In California, fixed-income investor Julian Mann feared the worst as subprime lending fanned out across the country.
“We said this is a train wreck waiting to happen,” says Mann, a vice president of the Los Angeles-based investment-management firm First Pacific Advisors.
The 90-day delinquency rate on subprime mortgages rose from 5.14 percent in 2003 to 6.37 percent in 2004 and 8.63 percent in 2005, according to First American Core Logic, a San Francisco-based data provider.
S&P’s Raiter says he was urging management to develop more-sophisticated financial models and buy more detailed loan data for monitoring securities the company graded.
“We knew the delinquencies were bad,” he says. “The fact was, if we could have hired a supreme being to tell us exactly what the loss was on a loan, they wouldn’t have hired him because the Street wasn’t going to pay us extra money to know that.”
In late 2005, First Pacific’s Mann says, he invited East Coast investors to take a subprime-mortgage tour up Interstate 5, California’s main artery, to see the problem for themselves.
“Nobody wanted to do it,” he says. “Unfortunately, most of the models were constructed by people who hadn’t seen most of America and certainly weren’t familiar with the areas they were rating.”
That September, Mann’s boss, Thomas Atteberry, acted while others hesitated.

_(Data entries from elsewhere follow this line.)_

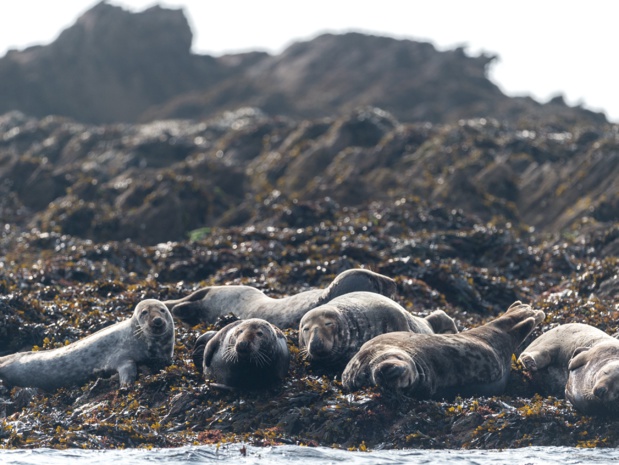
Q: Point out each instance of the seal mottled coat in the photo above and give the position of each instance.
(332, 333)
(245, 354)
(209, 303)
(577, 361)
(147, 337)
(473, 362)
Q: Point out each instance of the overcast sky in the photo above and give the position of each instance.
(546, 47)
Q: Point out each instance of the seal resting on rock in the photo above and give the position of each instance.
(332, 333)
(577, 361)
(146, 337)
(209, 303)
(245, 354)
(547, 358)
(431, 366)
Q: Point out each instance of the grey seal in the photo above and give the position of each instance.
(329, 335)
(547, 358)
(245, 354)
(431, 366)
(577, 361)
(209, 303)
(147, 337)
(593, 380)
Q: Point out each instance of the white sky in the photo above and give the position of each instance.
(546, 47)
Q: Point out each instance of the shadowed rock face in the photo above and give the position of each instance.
(113, 65)
(159, 181)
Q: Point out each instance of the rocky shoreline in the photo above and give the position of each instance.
(466, 217)
(56, 288)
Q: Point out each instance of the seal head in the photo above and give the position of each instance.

He told investors in a monthly letter that he was liquidating the highest-risk real-estate securities in First Pacific’s New Income fund, which held $1.85 billion in bonds.
Atteberry wrote he was “very concerned about the subprime sector” and “that these trends may be a very early sign of the emergence of credit quality deterioration in general.”

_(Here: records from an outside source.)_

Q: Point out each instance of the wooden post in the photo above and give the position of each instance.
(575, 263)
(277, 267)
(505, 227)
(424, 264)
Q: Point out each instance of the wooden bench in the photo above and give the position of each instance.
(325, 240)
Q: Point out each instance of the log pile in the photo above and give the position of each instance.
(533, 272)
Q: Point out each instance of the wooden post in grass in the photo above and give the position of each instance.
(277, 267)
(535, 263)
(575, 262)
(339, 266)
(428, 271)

It was 22 months before S&P and Moody’s started downgrading mortgage securities and CDOs that held similar loans.
Atteberry had no idea how right he would be.
Gugliada, like Raiter, now says he views as flawed many of the ratings S&P and Moody’s assigned.
“There was the self-delusion, which hit not just rating agencies but everybody, in the fact that the mortgage market had never, ever, had any problems, and nobody thought it ever would,” Gugliada says.
In the SEC’s July 8 report examining the role of the credit-rating companies in the subprime crisis, the agency raised questions about the accuracy of grades on structured-finance products and “the integrity of the ratings process as a whole.”
“Let’s hope we are all wealthy and retired by the time this house of cards falters,” one unidentified analyst told a colleague in a December 2006 e-mail, according to the SEC report.
The e-mail was signed with a computerized wink and smile: “;o).”
Moody’s stock peaked at $74.84 on Feb. 8, 2007, a day after London-based HSBC Holdings said it would set aside about $10.56 billion for losses on U.S. home loans.
That statement was among the first signs of the subprime meltdown.
The reckoning swept Wall Street five months later.
On July 10, 2007, Moody’s cut its grades on $5.2 billion in subprime-backed CDOs. That same day, S&P said it was considering reductions on $12 billion of residential mortgage-backed securities.
Still, they continued stamping out AAA ratings.
Moody’s announced Aaa grades on at least $12.7 billion of new CDOs in the last week of August 2007. Five of the investments were lowered by one or both companies within three months. The rest were cut within six months.
“Models were bad”
“The greed of Wall Street knows no bounds,” says Stiglitz. “They cheated on their models. But even without the cheating, their models were bad.”
By August, Moody’s had downgraded 90 percent of all asset-backed CDO investments issued in 2006 and 2007, including 85 percent of the debt originally rated Aaa, according to Lucas at UBS Securities.
S&P has reduced 84 percent of the CDO tranches (or sections) it rated, including 76 percent of all AAAs.
“Credit in Latin means ‘to believe,’ ” says former Moody’s analyst Sylvain Raynes, now the head of his own New York bond-analysis firm, R&R Consulting.
“Trust and credit is the same word. If you lose that confidence, you lose everything, because that confidence is the way Wall Street spells God.”